Specificity is the asset. Perplexity selects sources that answer the actual question, not sources that are generally well-regarded. That is a different brief from traditional SEO, where domain authority often carries a query regardless of how directly a page addresses it.
How This Connects to Broader AI Visibility Work
Perplexity's citation data gives marketers a rare, relatively transparent window into how AI answer engines make source selections. The patterns visible here are almost certainly not unique to Perplexity - Google AI Overviews, ChatGPT's browsing mode, and Gemini are all making similar judgements, just with less visibility into the output.
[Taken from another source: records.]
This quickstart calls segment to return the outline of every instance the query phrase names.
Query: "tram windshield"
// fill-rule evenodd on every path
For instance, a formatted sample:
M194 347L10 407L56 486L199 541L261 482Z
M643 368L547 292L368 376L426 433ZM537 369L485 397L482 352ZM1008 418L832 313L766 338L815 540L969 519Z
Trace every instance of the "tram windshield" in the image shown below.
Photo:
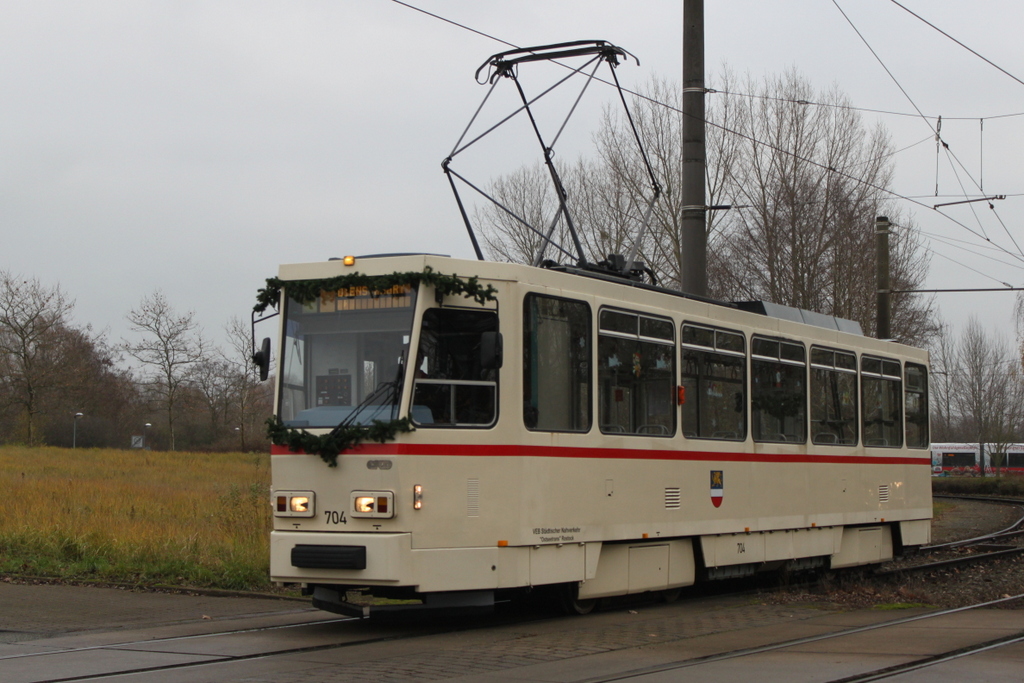
M321 292L285 306L280 418L290 427L368 425L399 417L415 291Z

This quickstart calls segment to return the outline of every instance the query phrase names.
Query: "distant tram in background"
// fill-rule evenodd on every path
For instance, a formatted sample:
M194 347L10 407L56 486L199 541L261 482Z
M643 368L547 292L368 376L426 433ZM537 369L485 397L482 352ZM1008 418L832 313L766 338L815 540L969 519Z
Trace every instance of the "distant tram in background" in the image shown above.
M1024 444L934 443L932 473L980 477L1024 475Z
M855 323L434 255L277 282L271 577L320 608L584 613L930 540L928 355Z

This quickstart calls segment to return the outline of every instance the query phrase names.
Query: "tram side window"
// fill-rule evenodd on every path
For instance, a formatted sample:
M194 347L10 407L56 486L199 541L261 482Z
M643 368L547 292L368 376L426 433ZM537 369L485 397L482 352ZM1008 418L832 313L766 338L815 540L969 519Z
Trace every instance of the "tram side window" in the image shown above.
M746 341L742 333L683 325L683 435L747 438Z
M498 372L484 367L481 338L496 332L493 311L432 308L423 313L412 419L419 427L489 427L497 416Z
M977 453L943 453L942 454L942 466L943 467L964 467L964 468L975 468L978 466L978 454Z
M754 337L750 417L754 441L807 441L807 362L801 344Z
M811 348L811 442L857 443L857 356Z
M675 325L605 309L597 339L599 424L605 434L672 436Z
M903 381L899 361L863 357L860 390L865 446L903 445Z
M590 306L528 294L523 306L523 423L587 432L593 421Z
M907 363L903 368L906 389L907 447L928 448L928 368Z

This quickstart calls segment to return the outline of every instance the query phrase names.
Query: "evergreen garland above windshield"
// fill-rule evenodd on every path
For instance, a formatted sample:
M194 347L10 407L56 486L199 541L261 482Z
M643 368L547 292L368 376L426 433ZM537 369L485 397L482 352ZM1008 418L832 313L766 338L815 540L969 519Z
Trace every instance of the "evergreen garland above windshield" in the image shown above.
M253 310L262 313L268 306L277 307L281 300L281 289L288 289L288 296L299 303L307 304L316 301L321 292L333 292L339 289L352 287L365 287L374 296L386 296L388 290L395 287L418 287L424 283L434 287L441 294L448 296L459 294L476 300L483 304L495 300L493 285L484 287L480 284L477 276L461 278L458 275L444 275L435 273L430 266L426 266L423 272L391 273L390 275L364 275L363 273L349 273L337 277L322 278L318 280L282 280L278 277L267 278L267 286L260 289L256 294L256 305Z

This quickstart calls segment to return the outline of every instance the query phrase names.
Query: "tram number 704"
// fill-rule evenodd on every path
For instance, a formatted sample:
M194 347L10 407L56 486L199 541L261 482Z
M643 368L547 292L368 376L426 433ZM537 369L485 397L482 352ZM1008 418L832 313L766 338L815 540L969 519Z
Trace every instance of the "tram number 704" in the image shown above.
M345 519L345 511L342 510L325 510L324 517L327 518L328 524L348 524L348 520Z

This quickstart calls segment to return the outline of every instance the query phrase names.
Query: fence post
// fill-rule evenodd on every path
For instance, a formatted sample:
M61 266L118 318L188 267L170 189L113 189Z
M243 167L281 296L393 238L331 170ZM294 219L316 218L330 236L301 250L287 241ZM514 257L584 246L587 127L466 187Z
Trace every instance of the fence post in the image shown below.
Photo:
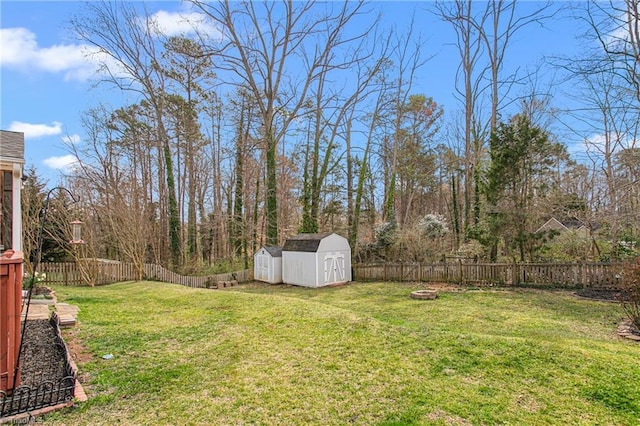
M458 259L458 284L462 283L462 259Z

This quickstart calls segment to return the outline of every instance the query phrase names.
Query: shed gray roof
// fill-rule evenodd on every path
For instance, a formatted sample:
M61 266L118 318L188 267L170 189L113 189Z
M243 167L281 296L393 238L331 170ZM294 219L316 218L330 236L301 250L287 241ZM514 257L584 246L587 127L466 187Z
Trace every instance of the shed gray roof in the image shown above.
M323 238L328 237L333 232L327 232L324 234L298 234L293 237L290 237L285 241L284 247L282 250L284 251L302 251L314 253L318 251L318 247L320 246L320 241Z
M0 130L0 157L24 161L24 133Z
M271 257L282 257L282 247L280 246L265 246L263 249L265 249Z

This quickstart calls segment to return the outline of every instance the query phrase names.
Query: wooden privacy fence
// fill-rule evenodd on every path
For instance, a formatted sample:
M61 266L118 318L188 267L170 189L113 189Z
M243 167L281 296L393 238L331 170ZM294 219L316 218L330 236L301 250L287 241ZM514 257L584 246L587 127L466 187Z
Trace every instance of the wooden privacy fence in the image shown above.
M41 279L39 284L72 286L87 284L82 277L79 266L75 262L41 263L39 269L40 272L45 273L45 278ZM96 261L91 270L95 274L96 285L136 281L139 277L138 270L132 263ZM218 283L229 281L241 283L253 279L253 271L249 269L198 277L176 274L160 265L154 264L145 264L143 270L143 279L145 280L162 281L193 288L217 288Z
M615 290L619 263L384 263L353 265L358 281L438 281L457 284Z

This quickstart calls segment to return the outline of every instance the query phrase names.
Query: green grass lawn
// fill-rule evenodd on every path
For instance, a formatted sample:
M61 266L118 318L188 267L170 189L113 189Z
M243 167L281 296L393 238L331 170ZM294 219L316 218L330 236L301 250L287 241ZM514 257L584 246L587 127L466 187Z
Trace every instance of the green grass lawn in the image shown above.
M410 299L417 288L57 287L81 309L71 333L92 354L79 363L89 401L45 420L640 423L640 345L616 336L617 304L533 290Z

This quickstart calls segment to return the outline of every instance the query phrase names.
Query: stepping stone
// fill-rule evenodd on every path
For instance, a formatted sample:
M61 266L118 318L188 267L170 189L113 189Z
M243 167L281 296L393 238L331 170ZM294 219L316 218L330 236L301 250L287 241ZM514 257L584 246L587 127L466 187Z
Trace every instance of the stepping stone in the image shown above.
M56 313L60 321L60 327L73 327L78 322L80 308L68 303L56 303Z
M60 323L60 327L73 327L76 325L76 317L73 315L59 315L58 321Z
M24 320L24 314L26 312L23 310L22 319ZM29 316L27 320L46 320L49 319L49 305L31 305L29 307Z

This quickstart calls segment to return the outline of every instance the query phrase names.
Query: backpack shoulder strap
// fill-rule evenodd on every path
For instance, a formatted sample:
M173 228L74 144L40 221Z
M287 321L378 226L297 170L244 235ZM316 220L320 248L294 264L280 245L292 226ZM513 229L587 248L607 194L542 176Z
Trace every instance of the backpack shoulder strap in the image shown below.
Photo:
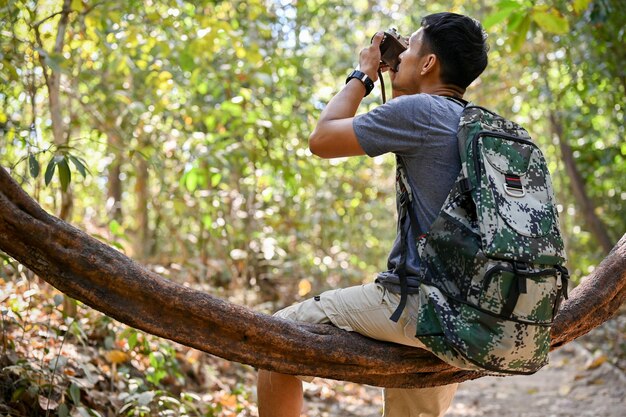
M402 311L404 310L409 298L409 285L406 277L409 226L413 227L415 230L418 228L417 216L413 211L412 205L413 193L411 192L411 185L409 184L406 168L402 162L402 158L398 155L396 155L396 193L398 194L398 200L400 203L398 213L398 222L400 225L400 260L398 261L398 265L396 265L395 272L398 274L398 279L400 280L400 302L389 319L397 323L398 320L400 320ZM409 219L409 226L405 225L407 218Z
M462 106L464 108L462 115L465 114L467 107L470 105L468 101L465 101L461 98L450 96L443 97ZM463 116L461 116L461 120L463 120ZM459 151L462 152L462 148L460 147L460 145ZM398 303L398 307L396 308L396 310L389 318L394 322L398 322L398 320L400 319L402 311L406 306L409 294L408 280L406 277L406 258L409 245L409 227L405 226L404 224L407 217L410 222L409 224L413 228L413 230L415 232L419 230L419 222L412 207L413 193L411 192L411 185L408 181L406 167L404 165L404 162L402 161L402 158L398 155L396 155L396 192L398 194L398 199L400 202L400 211L398 213L398 217L400 218L400 260L398 262L398 265L396 266L395 272L398 274L398 279L400 280L400 302Z
M464 99L462 99L460 97L452 97L452 96L442 96L442 97L445 97L446 99L448 99L448 100L450 100L450 101L452 101L452 102L454 102L454 103L456 103L456 104L458 104L459 106L462 106L462 107L467 107L470 104L469 101L464 100Z

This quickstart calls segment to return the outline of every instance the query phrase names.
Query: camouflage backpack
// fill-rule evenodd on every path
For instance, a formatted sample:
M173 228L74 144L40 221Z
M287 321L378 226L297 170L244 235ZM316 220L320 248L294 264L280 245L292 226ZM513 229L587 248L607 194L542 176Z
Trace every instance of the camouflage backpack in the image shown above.
M461 173L417 241L416 337L462 369L531 374L547 364L550 326L567 298L548 167L526 130L482 107L465 107L458 140ZM398 171L410 204L400 160Z

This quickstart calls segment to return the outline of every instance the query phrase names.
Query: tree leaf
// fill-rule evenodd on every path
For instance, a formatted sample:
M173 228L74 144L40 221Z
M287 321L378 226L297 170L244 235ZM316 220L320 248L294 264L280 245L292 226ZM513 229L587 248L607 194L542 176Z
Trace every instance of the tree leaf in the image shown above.
M59 417L68 417L70 415L70 410L67 407L67 404L65 403L59 404L59 409L57 410L57 414Z
M186 51L181 52L178 63L183 71L192 71L195 68L193 56Z
M54 168L56 167L56 165L56 158L53 157L52 159L50 159L50 162L48 162L48 167L46 168L46 173L44 174L46 186L48 186L50 184L50 181L52 181L52 176L54 175Z
M128 335L128 349L133 350L137 346L137 332L133 331Z
M576 12L576 14L581 14L587 10L589 3L591 3L591 0L574 0L574 12Z
M530 15L526 15L519 24L515 35L511 38L511 49L513 52L519 51L524 42L526 42L526 35L530 29L531 21Z
M212 187L217 187L217 185L220 183L220 181L222 181L222 174L217 172L217 173L211 175L211 186Z
M522 5L516 1L505 0L498 3L494 10L495 12L488 15L483 19L482 24L485 30L490 29L491 27L497 25L498 23L504 21L506 18L511 16L513 12L517 12L522 8Z
M72 161L72 163L74 164L78 172L80 172L80 174L83 176L83 178L87 178L87 168L85 168L85 165L74 155L67 156L70 158L70 161Z
M196 168L185 174L185 188L191 192L196 191L198 188L198 172Z
M30 176L33 178L37 178L39 176L39 161L34 154L28 154L28 171L30 172Z
M78 385L70 385L70 398L75 405L80 405L80 388Z
M61 190L67 191L68 185L72 181L72 173L70 172L70 166L67 164L67 160L63 158L59 163L59 180L61 180Z
M111 222L109 223L109 230L115 236L118 236L118 237L124 236L122 225L115 219L111 220Z
M555 10L542 10L535 8L532 12L533 20L539 25L541 30L561 35L569 31L569 22Z

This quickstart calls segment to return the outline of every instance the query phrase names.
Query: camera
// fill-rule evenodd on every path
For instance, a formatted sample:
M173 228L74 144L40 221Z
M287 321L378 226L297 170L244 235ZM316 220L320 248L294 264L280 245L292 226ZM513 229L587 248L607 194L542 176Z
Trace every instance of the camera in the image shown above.
M400 64L398 56L408 47L408 38L400 35L396 28L391 28L384 32L383 40L380 43L380 61L388 65L393 71L398 71Z

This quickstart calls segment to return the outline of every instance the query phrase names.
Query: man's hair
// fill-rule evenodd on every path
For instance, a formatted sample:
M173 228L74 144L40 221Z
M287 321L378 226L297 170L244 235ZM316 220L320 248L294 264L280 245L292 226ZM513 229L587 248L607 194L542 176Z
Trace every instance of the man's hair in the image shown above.
M441 65L441 81L467 88L487 67L487 33L480 22L456 13L422 19L421 53L433 53Z

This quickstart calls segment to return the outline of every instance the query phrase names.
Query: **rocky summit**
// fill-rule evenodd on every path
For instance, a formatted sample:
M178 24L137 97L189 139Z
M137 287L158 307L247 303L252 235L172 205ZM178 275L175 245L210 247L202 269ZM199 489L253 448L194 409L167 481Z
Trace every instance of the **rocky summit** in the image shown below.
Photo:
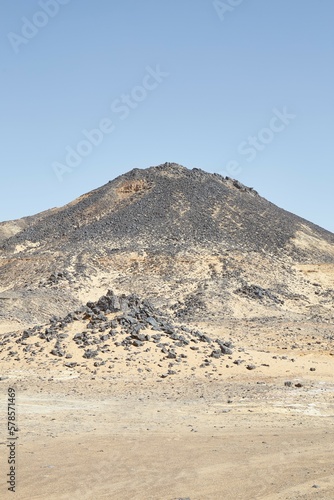
M62 208L1 223L0 242L7 331L108 289L181 322L333 318L334 235L197 168L131 170Z

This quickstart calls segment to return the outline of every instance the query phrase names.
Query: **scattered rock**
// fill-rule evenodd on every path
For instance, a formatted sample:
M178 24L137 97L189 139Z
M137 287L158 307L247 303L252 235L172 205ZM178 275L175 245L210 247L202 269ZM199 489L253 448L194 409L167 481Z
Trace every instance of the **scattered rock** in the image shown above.
M95 358L97 355L98 355L98 351L92 351L91 349L88 349L87 351L85 351L83 357L86 359L91 359L91 358Z

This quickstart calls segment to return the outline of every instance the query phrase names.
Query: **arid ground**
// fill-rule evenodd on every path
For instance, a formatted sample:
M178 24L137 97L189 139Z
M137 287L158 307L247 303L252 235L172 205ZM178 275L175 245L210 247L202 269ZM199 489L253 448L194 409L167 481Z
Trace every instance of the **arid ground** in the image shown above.
M295 349L272 327L266 342L241 331L244 351L212 374L2 365L4 436L17 391L15 498L334 498L334 351L305 325Z
M1 499L333 500L332 233L165 163L0 223L0 280Z

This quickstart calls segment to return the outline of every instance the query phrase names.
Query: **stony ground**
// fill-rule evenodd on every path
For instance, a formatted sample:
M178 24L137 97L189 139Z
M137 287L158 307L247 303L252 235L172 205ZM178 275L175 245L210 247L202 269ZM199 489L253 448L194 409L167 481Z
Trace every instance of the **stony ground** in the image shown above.
M331 325L310 320L184 327L112 292L4 334L1 428L14 386L16 497L330 500L332 339ZM0 489L11 498L3 475Z

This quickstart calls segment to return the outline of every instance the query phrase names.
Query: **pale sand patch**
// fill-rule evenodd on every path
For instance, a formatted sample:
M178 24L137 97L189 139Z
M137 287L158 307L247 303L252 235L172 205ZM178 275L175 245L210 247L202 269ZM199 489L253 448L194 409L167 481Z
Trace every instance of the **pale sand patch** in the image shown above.
M1 301L0 301L1 303ZM16 321L15 319L11 320L11 321L4 321L4 320L1 320L1 323L0 323L0 335L3 334L3 333L8 333L8 332L15 332L21 328L24 328L24 325L22 325L22 323L20 321Z
M296 232L295 238L292 240L293 244L302 250L315 252L315 255L321 251L334 256L334 245L328 243L324 239L320 239L311 232L311 230L304 225L303 229Z
M312 282L324 288L334 288L334 264L297 264L294 266Z
M25 241L25 244L21 244L21 245L16 245L15 246L15 249L14 249L14 252L13 254L15 255L16 253L21 253L21 252L25 252L25 251L28 251L29 250L35 250L36 248L38 248L40 246L40 242L39 241L36 241L35 243L33 241L29 241L29 240L26 240Z
M5 221L0 224L0 236L3 240L11 238L24 229L24 226L18 221Z

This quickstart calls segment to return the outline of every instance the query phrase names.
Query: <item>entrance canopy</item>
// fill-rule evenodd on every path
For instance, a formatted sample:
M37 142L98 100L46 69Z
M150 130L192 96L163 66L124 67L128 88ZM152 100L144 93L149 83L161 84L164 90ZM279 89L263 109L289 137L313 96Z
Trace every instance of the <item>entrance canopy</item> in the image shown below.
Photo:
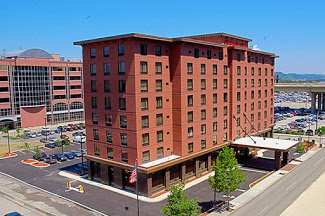
M251 139L252 138L252 139ZM289 151L292 147L298 145L299 141L291 141L291 140L282 140L282 139L273 139L257 136L243 137L234 140L231 145L236 147L248 147L248 148L261 148L261 149L269 149L273 151ZM256 143L254 143L254 141Z

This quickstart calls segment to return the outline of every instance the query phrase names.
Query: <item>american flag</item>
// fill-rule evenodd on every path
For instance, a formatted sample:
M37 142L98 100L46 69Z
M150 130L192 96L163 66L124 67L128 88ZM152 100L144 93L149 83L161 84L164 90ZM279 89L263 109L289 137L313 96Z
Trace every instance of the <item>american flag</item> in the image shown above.
M135 161L134 168L129 178L129 183L134 183L137 181L137 161Z

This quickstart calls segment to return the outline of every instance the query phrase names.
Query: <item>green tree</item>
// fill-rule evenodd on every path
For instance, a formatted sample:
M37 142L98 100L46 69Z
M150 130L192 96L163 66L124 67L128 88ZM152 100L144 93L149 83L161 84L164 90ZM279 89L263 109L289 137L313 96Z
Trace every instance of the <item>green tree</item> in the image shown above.
M182 182L178 186L172 186L167 197L167 204L160 211L168 216L196 216L200 215L201 207L198 206L197 199L189 200L183 189L185 184Z
M20 127L17 127L17 128L16 128L17 137L20 137L20 132L21 132L22 130L23 130L23 129L21 129Z
M320 133L320 135L324 135L324 134L325 134L325 126L323 126L323 127L319 127L319 128L317 129L317 132Z
M299 143L296 146L296 152L300 154L300 160L301 160L301 154L305 153L305 145L302 143Z
M240 166L232 148L224 146L212 167L214 176L209 178L210 187L228 197L228 210L230 208L230 195L245 182L245 173L240 171Z
M1 129L2 133L6 133L7 137L8 137L8 151L9 151L9 155L10 155L10 142L9 142L9 128L8 127L3 127Z
M24 143L24 149L25 149L24 152L25 152L26 154L29 153L29 148L30 148L29 143L25 142L25 143Z
M34 147L34 152L35 152L35 157L40 157L41 156L41 150L39 149L38 146Z

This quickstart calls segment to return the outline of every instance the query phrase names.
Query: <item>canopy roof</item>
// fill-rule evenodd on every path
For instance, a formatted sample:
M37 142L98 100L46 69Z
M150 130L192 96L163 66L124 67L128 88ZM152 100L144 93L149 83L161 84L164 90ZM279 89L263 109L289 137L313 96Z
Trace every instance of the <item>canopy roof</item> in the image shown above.
M264 139L263 137L252 136L251 138L243 137L236 139L231 143L231 145L237 147L261 148L286 152L299 143L299 141L273 139L267 137ZM256 143L254 143L253 140Z
M20 58L42 58L53 59L53 56L42 49L18 50L13 52L2 53L4 58L20 57Z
That means the content and authority signals that win in Perplexity are a reasonable guide to what to build across the board. Comprehensive, accurate, specific content from demonstrably credible sources - this is not a new insight, but Perplexity's transparent citation model makes the evidence for it more concrete than it has been before.
For UK brands working on AI visibility, the immediate priority is straightforward: identify the questions your target audience is genuinely asking, assess whether your existing content answers them with the depth and specificity that would earn a citation, and close the gaps that remain. Perplexity gives you a way to test and measure that work with more directness than most AI platforms currently allow.